Network integration and modernisation was 70% complete at 3Q24 (10,500 sites modernised), with management expecting to achieve 75% completion by end-FY24 (ahead of schedule). Our earnings forecasts and RM4.50 target price (DCF-based, assuming 8.1% weighted average cost of capital and 2% long-term growth) are unchanged. Net synergies achieved thus far have been more capital expenditure-oriented, with integration cost likely peaking in FY24.
Target price: 90 sen BUY
PHILLIP RESEARCH (NOV 19): HEG’s (KL:HEGROUP) 3Q24 core earnings grew 13% q-o-q to RM4.8 million on the back of higher revenue of RM59 million (+21% q-o-q), primarily driven by higher revenue from the electrical equipment hook-up and retrofitting segment. The Ebitda margin declined slightly to 10.9% (-0.4 ppt), primarily due to timing differences in cost recognition for certain electrical equipment hook-up and retrofitting works. Elsewhere, we expect new order replenishment prospects to remain supported by its RM475 million tender book, largely driven by semiconductor and data centre projects representing 60% and 40% respectively.

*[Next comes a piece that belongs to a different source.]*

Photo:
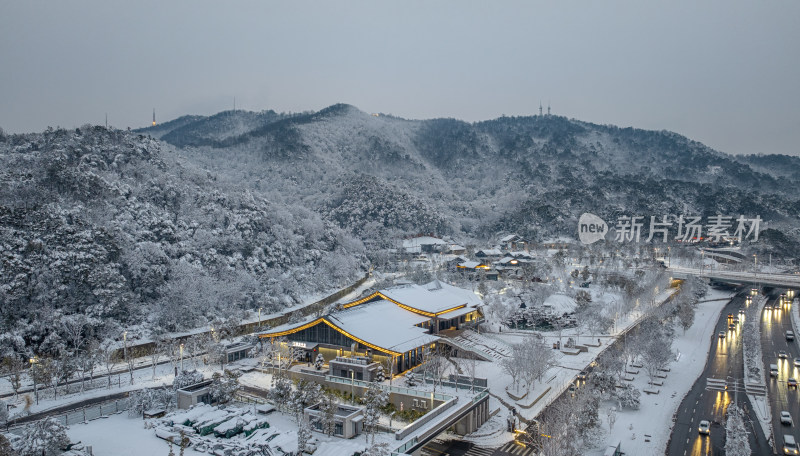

We maintain our “buy” rating and target price at 90 sen, pegged to the targeted 20 times multiple on 2025E EPS. HEG is actively bidding for its maiden data centre project. If it materialises, it will be a positive development as it solidifies its position in this new expansion area. We like HEG’s strategic exposure in structural growth sectors, including the semiconductor and data centre segments. Key risks include slower-than-expected order book replenishment, unforeseen delays and project margin cost pressure.
Target price: RM1.03 BUY
TA SECURITIES (NOV 19): Ptrans (KL:PTRANS) reported a core profit of RM53.1 million for 9M24, which was in line with our and consensus estimates at 77% and 72% of the full-year forecast respectively. The company declared a fourth interim dividend of 0.5 sen per share, bringing the total FY24 dividend to 2.25 sen per share, which was a tad higher than the 2.0 sen per share dividend (adjusted for bonus issue) paid last year.
Specifically, the revenue from terminal operations (IPTT) soared 10.4% y-o-y to RM95.8 million due to higher contributions from project facilitation fees, rental income and revenue sharing from tenants.
Recently, the company obtained a letter of award from Pejabat Setiausaha Kerajaan Negeri Kelantan with regard to the proposal for the implementation of the Terminal Kota Bharu Sentral development project. Ptrans will appoint China Communications Construction Co as the main contractor for the project. We have not factored in this new development as information remains sketchy at this moment.
No change to our FY24-26 earnings projections, pending management guidance at an analyst briefing on Nov 19.